Dies war die Kurzfassung eines Berichtes, der Anfang Oktober 2018 in der Westdeutsche Allgemeine Zeitung (WAZ) zu lesen war. Es ist zuzugeben, dass die Kurzfassung des Sachverhalts mehr Fragen aufwirft als sie beantwortet. Was war konkret geschehen? Im September 2016 ereignete sich in der Justizvollzugsanstalt Bochum eine Sicherheitsstörung, die für vier Kollegen die vorstehenden Folgen haben sollte.

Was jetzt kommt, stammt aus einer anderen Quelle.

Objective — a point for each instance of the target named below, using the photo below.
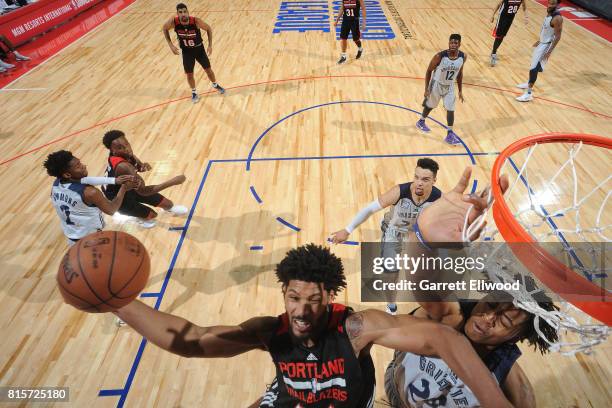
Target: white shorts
(444, 92)
(538, 53)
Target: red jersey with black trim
(328, 375)
(189, 35)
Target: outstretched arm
(385, 200)
(418, 336)
(179, 336)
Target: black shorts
(503, 25)
(133, 204)
(191, 55)
(350, 26)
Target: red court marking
(4, 161)
(49, 44)
(598, 26)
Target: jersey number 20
(66, 211)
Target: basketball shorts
(191, 55)
(538, 54)
(437, 92)
(350, 26)
(133, 204)
(503, 25)
(392, 244)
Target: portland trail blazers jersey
(510, 8)
(78, 219)
(189, 34)
(328, 375)
(404, 213)
(351, 9)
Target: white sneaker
(147, 223)
(526, 97)
(6, 65)
(178, 210)
(21, 57)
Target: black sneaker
(219, 89)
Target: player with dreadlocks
(321, 349)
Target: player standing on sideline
(187, 29)
(78, 204)
(349, 11)
(505, 10)
(122, 161)
(448, 67)
(550, 35)
(406, 202)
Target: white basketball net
(577, 331)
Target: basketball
(104, 271)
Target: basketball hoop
(585, 299)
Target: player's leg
(203, 60)
(449, 105)
(357, 38)
(537, 66)
(429, 103)
(188, 66)
(345, 28)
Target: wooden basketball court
(288, 155)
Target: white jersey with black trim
(78, 219)
(447, 70)
(402, 215)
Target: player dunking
(406, 202)
(447, 69)
(550, 34)
(349, 12)
(187, 29)
(505, 10)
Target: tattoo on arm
(354, 326)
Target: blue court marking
(265, 132)
(287, 224)
(150, 294)
(128, 383)
(559, 235)
(345, 242)
(255, 195)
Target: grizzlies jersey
(447, 70)
(403, 214)
(78, 219)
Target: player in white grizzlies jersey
(447, 69)
(80, 206)
(550, 34)
(406, 202)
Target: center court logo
(314, 15)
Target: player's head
(182, 12)
(493, 323)
(454, 42)
(311, 276)
(116, 142)
(552, 6)
(425, 176)
(63, 165)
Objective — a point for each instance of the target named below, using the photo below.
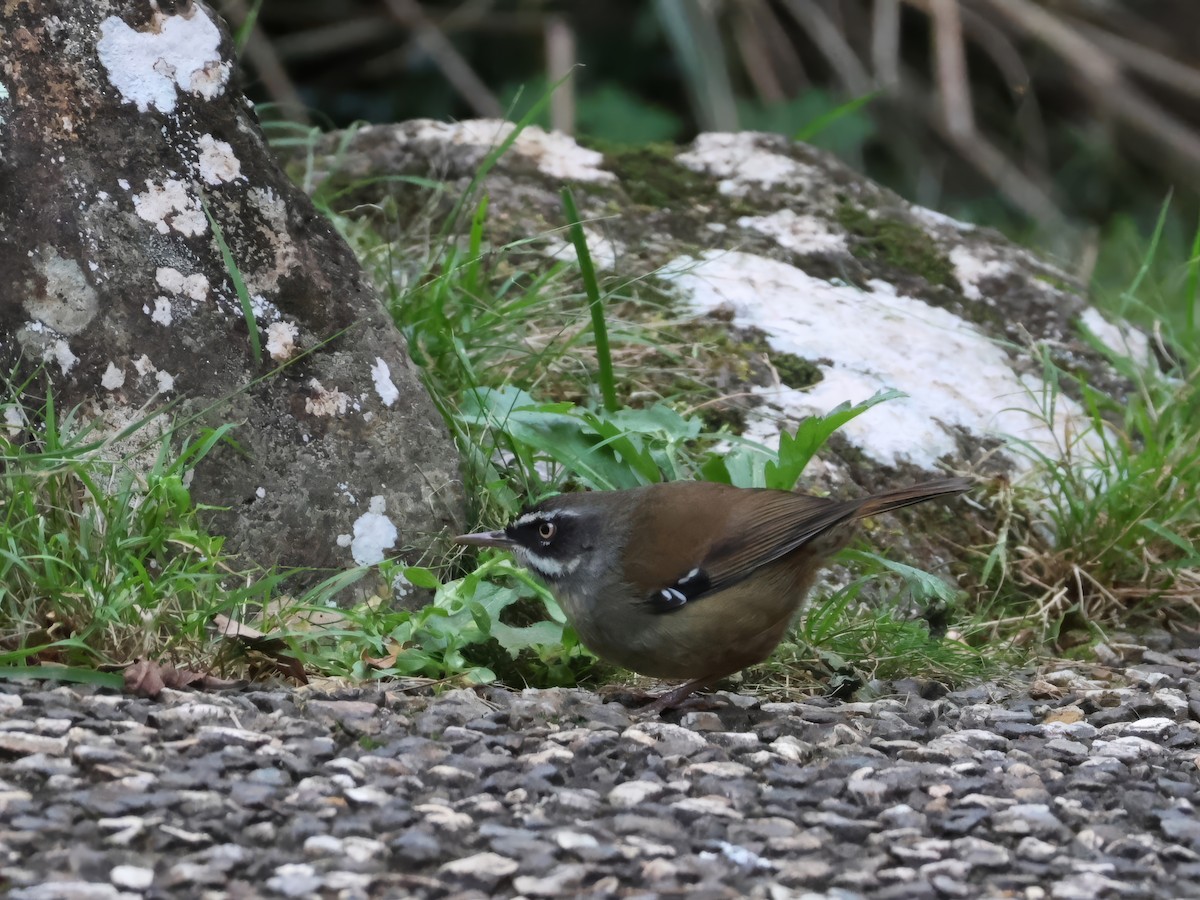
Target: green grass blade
(595, 304)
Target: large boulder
(851, 288)
(129, 162)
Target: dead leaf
(148, 678)
(1042, 689)
(394, 649)
(1067, 715)
(270, 647)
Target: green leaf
(796, 450)
(420, 577)
(64, 673)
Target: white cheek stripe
(552, 568)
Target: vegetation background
(1063, 123)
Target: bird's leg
(672, 699)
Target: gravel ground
(1080, 784)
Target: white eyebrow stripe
(547, 516)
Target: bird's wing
(750, 535)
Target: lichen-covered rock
(127, 159)
(855, 288)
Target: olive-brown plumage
(688, 580)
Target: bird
(688, 580)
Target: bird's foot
(679, 699)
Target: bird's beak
(486, 539)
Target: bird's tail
(903, 497)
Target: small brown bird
(688, 580)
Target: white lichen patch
(325, 402)
(264, 309)
(741, 163)
(798, 233)
(385, 388)
(161, 311)
(553, 153)
(604, 250)
(971, 268)
(175, 53)
(169, 205)
(195, 287)
(60, 352)
(373, 534)
(274, 229)
(69, 303)
(933, 217)
(955, 376)
(217, 163)
(113, 377)
(13, 419)
(1123, 340)
(281, 341)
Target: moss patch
(895, 244)
(796, 371)
(651, 175)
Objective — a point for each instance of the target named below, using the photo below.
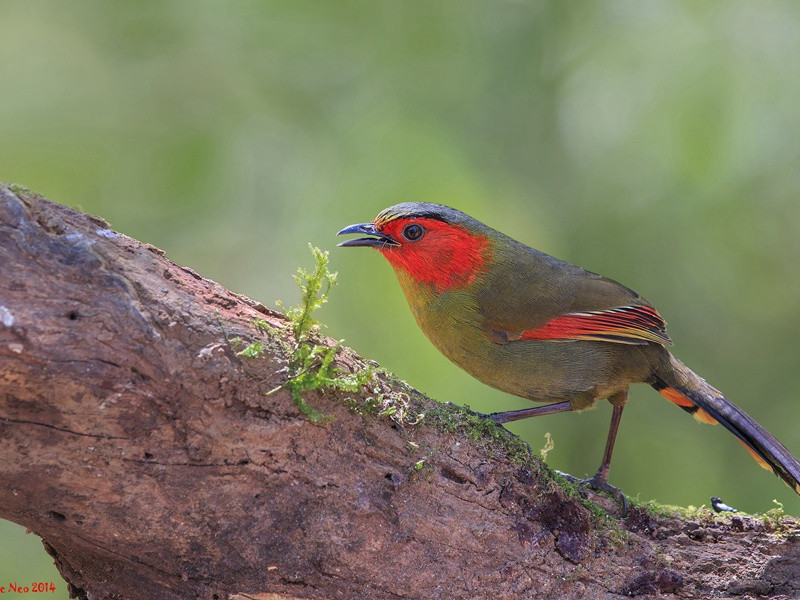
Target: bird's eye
(413, 232)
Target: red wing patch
(623, 325)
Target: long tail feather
(680, 385)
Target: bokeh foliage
(656, 142)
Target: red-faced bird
(537, 327)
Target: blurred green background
(656, 142)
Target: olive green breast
(544, 371)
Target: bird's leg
(600, 479)
(536, 411)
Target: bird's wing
(542, 298)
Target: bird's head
(434, 244)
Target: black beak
(380, 240)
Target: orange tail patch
(676, 397)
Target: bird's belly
(544, 371)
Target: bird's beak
(379, 240)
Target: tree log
(142, 448)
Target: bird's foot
(599, 484)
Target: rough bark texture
(144, 452)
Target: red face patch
(445, 256)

In Schutzanzügen stürmten die vier noch dienstjungen Kollegen auf Anordnung eines Vorgesetzten einen Haftraum, um einen gefährlichen, renitenten und zudem mit einer Porzellanscherbe bewaffneten Inhaftierten zu überwältigen. Den vier Bediensteten wurde bei ihrem Einsatz allerdings der falsche Haftraum geöffnet. Der in diesem Haftraum befindliche Gefangene war völlig überrascht und wurde bei dem folgenden Zugriff leicht verletzt.

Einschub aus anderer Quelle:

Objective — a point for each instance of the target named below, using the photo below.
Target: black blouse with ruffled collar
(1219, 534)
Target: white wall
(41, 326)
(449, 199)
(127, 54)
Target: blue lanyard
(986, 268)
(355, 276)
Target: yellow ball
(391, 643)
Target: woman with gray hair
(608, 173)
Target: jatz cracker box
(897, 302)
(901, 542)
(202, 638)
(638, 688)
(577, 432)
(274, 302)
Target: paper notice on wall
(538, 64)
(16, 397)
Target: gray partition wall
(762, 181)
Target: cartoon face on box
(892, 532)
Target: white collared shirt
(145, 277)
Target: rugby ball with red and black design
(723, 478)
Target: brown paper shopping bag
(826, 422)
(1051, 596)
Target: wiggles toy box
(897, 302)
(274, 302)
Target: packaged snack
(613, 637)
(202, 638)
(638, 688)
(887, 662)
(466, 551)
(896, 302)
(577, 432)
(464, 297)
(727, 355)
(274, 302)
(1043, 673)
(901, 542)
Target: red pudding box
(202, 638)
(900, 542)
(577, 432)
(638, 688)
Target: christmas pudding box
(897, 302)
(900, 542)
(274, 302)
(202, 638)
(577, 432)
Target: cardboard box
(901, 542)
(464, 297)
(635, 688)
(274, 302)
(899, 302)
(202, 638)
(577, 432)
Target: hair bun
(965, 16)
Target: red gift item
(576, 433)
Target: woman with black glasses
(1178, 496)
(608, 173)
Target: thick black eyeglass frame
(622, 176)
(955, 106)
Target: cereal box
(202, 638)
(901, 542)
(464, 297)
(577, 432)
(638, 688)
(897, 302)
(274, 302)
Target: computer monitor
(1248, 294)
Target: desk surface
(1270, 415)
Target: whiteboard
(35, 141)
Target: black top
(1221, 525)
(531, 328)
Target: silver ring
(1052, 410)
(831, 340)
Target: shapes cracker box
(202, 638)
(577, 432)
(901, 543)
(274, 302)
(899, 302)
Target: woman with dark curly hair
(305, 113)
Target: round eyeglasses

Ihren Irrtum bemerkten die Bediensteten erst, als der Zugriff praktisch abgeschlossen war. Unverzüglich beendeten sie den Einsatz und begaben sich in den benachbarten Haftraum, wo sich der eigentliche Störer aufhielt. Der als gefährlich geltende Mann hatte sich bei der Frühstücksausgabe äußerst aggressiv verhalten, Teekanne und Teller durch den Raum geworfen und sich mit einer Scherbe bewaffnet. Der Häftling galt als an Hepatitis erkrankt und stellte folglich eine Gefahr für sich und Dritte dar. Die Bediensteten brachten den Störer in ihren Schutzanzügen schnell unter Kontrolle und fixierten ihn.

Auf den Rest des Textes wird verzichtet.